On November 5, 2008, the USA overwhelmingly elected the first African American as President! And he is from our beloved Chicago! My friend Anton Ivy called me and shared the thrill at being at Grant Park for the incredible acceptance speech event that night. I so wanted to be there, but was with my wife watching and soaking up everything. Incredibly, only 40 years after Martin Luther King, Jr. was shot and killed and riots in the same Grant Park, Barak Obama was elected by a landslide and is inspiring hope in the world.
What do we have to be thankful for?
- Those of us who live in countries based on biblical principles should praise God for the freedom we enjoy as results of those principles.
- Thank God for his being Sovereign over the authorities – the good and the bad. Surrender our politics to his Lordship.
- Thank God for our fellowship that has continually taught and expected people to repent of prejudice and racism as a part of being a true disciple of Jesus.
- Thank God for all of the relationships he has given us and our children with people of so many different backgrounds.

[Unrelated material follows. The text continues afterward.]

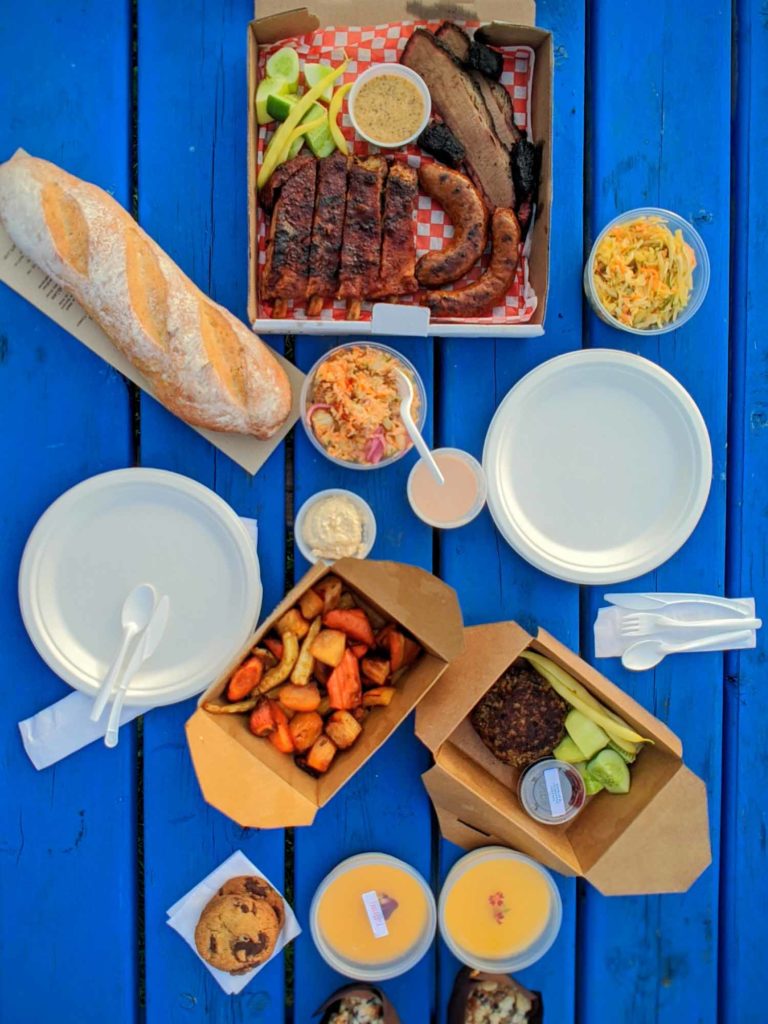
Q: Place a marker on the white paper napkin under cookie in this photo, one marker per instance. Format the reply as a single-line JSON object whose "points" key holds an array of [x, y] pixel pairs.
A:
{"points": [[66, 727], [184, 913]]}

- Thank God for the people who went before us and sacrificed so much so that we would show God’s love for all the countries and cultures of the world and not just our own.
- Thank God that He is still with his people and has much more for us to do in making disciples of all nations! We have only just begun.
Thank God for the new leaders he is raising up among us from 147 countries to accomplish that task!
This would be a good year to have Thanksgiving with people who aren’t like us.
Seems that’s what the first Thanksgiving was about.
Seems like that’s what God had in mind in the first place: all of his children getting along at the banquet table!